Closed Bug 119066 Opened 23 years ago Closed 20 years ago

pageload and window open slowed down (~1%)

Categories

(SeaMonkey :: General, defect, P1)

defect

Tracking

(Not tracked)

RESOLVED FIXED
Future

People

(Reporter: cathleennscp, Assigned: harishd)

Details

(Keywords: perf, regression)

Attachments

(8 files)

tinderbox pageload jumped from 1220's ms to 1240's ms

Checkins happend during 1/08 17:47PM to 18:56PM:
http://tinderbox.mozilla.org/bonsai/cvsquery.cgi?module=MozillaTinderboxAll&date=explicit&mindate=1010538840&maxdate=1010540819

See graph:
http://tegu.mozilla.org/graph/query.cgi?tbox=btek&testname=pageload&autoscale=1&days=7&avg=1

We need to address this soon.
looks like txul (window open) is also slowed down during this time:

467ms -> 486ms on comet (4%)
for the same check-ins above
(http://tinderbox.mozilla.org/bonsai/cvsquery.cgi?module=MozillaTinderboxAll&date=explicit&mindate=1010539260&maxdate=1010540819)
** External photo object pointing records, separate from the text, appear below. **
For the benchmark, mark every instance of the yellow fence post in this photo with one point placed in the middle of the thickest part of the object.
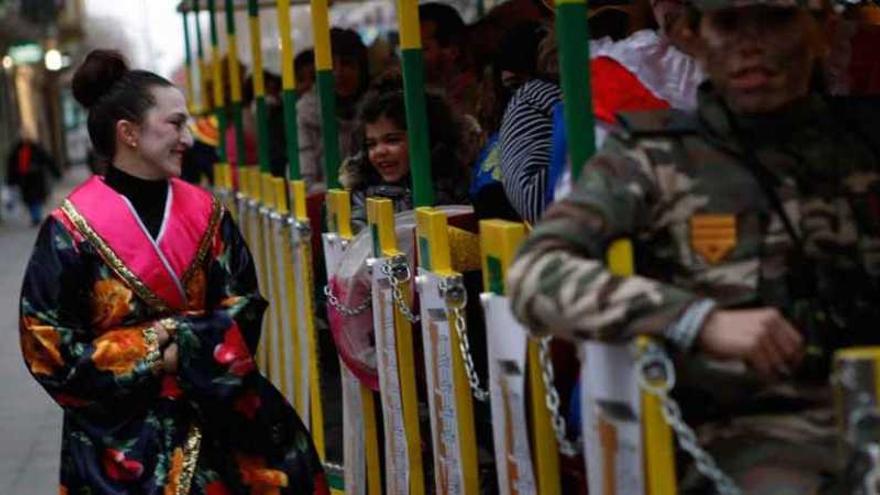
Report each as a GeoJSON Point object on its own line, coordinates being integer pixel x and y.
{"type": "Point", "coordinates": [657, 443]}
{"type": "Point", "coordinates": [400, 403]}
{"type": "Point", "coordinates": [358, 399]}
{"type": "Point", "coordinates": [305, 297]}
{"type": "Point", "coordinates": [455, 445]}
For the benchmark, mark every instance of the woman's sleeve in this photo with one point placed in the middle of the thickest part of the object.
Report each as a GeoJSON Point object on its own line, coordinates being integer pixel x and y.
{"type": "Point", "coordinates": [559, 282]}
{"type": "Point", "coordinates": [526, 141]}
{"type": "Point", "coordinates": [78, 367]}
{"type": "Point", "coordinates": [216, 346]}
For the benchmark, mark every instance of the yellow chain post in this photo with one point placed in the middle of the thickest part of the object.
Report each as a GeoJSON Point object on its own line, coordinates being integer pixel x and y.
{"type": "Point", "coordinates": [657, 443]}
{"type": "Point", "coordinates": [306, 286]}
{"type": "Point", "coordinates": [500, 240]}
{"type": "Point", "coordinates": [258, 248]}
{"type": "Point", "coordinates": [339, 223]}
{"type": "Point", "coordinates": [278, 267]}
{"type": "Point", "coordinates": [434, 256]}
{"type": "Point", "coordinates": [380, 215]}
1434ms -> 1476ms on sleestack (2.9%)
for a slightly larger group of checkins
(http://tinderbox.mozilla.org/bonsai/cvsquery.cgi?module=MozillaTinderboxAll&date=explicit&mindate=1010540220&maxdate=1010544419)
Summary: pageload slowed down by 1% (14ms) → pageload and window open slowed down by 1% (14ms)
Summary: pageload and window open slowed down by 1% (14ms) → pageload and window open slowed down
My checkins-under-suspicion affected the XUL window opening process, so could
reasonably be suspected of affecting Txul times. But I've profiled before and
after and I believe my changes to be a wash. I'm thinking I'm excused...
Status: NEW → ASSIGNED
Priority: -- → P1
Target Milestone: --- → mozilla0.9.8
Looks like it's me! Donno how my checkin afects pageload. Investigating.
So, I had set up a couple of builds to do some testing, one pull-by-date from 
before harishd's (and other) checkins and up to the tip at ~18:00 today. I was 
just trying some startup tests to confirm the gain there and I stumbled across 
the fact that 'XUL.mfasl' was getting blown away on alternate startups. That 
means that the fasl file is corrupt, and, I believe, that the XUL cache may not 
be getting (correctly) populated. That, of course, would have an effect on both 
pageload and, moreso, window open. [It may be the case that the startup gain is 
better than reported so far, although it may be the case that since we are just 
reporting the minimum time, we are already reporting about what it will be even 
if the fasl file was not getting rebuilt on each startup].

I've confirmed that today's Linux commercial build shows the same problem with 
XUL.mfasl as my own trunk build showed. XUL.mfasl is deleted every second 
startup.
see bug for an assertion and bail that happens on every second startup (on 
Linux at least).
see bug 119038 for an assertion and bail that happens on every second startup 
(on Linux at least).
This jprof output was collected as:

setenv JPROF_FLAGS "JP_START JP_PERIOD=0.010"

and running command:

./mozilla -chrome
"file:///mozilla2/mozilla/xpfe/test/winopen.xul?close=1&phase1=20&phase2=20&phase3=10&cycles=2"


which opens 100 windows. 

The Jan08 build had these times (with jprof not running):

avgOpenTime:894   minOpenTime:877  maxOpenTime:1068  medOpenTime:891

The Jan09 build (pulled 6:10pm; jprof to follow) had these times (jprof not
running):

avgOpenTime:912  minOpenTime:895  maxOpenTime:954  medOpenTime:912

which is 2% slower. 

If any jprof maestros can lend an interpretation (I'm just starting to learn
how to use this jprof output).
adding the jprof maestro's referred to above (sorry I didn't have a place to 
host the web page and the attachment unzipped was too large for bugzilla).
First thoughts:

Jan 9 seems to be doing more allocations and frees, especially of COM objects:
Jan 8: 99      298 nsCOMPtr_base::~nsCOMPtr_base
Jan 9: 113     331 nsCOMPtr_base::~nsCOMPtr_base

It also looks like there are more QI's going on (which may make sense given the
above):
Jan 8: 33      575 nsCOMPtr_base::assign_from_helper
Jan 9: 40      601 nsCOMPtr_base::assign_from_helper

Together those would account for around 1/2 of the difference.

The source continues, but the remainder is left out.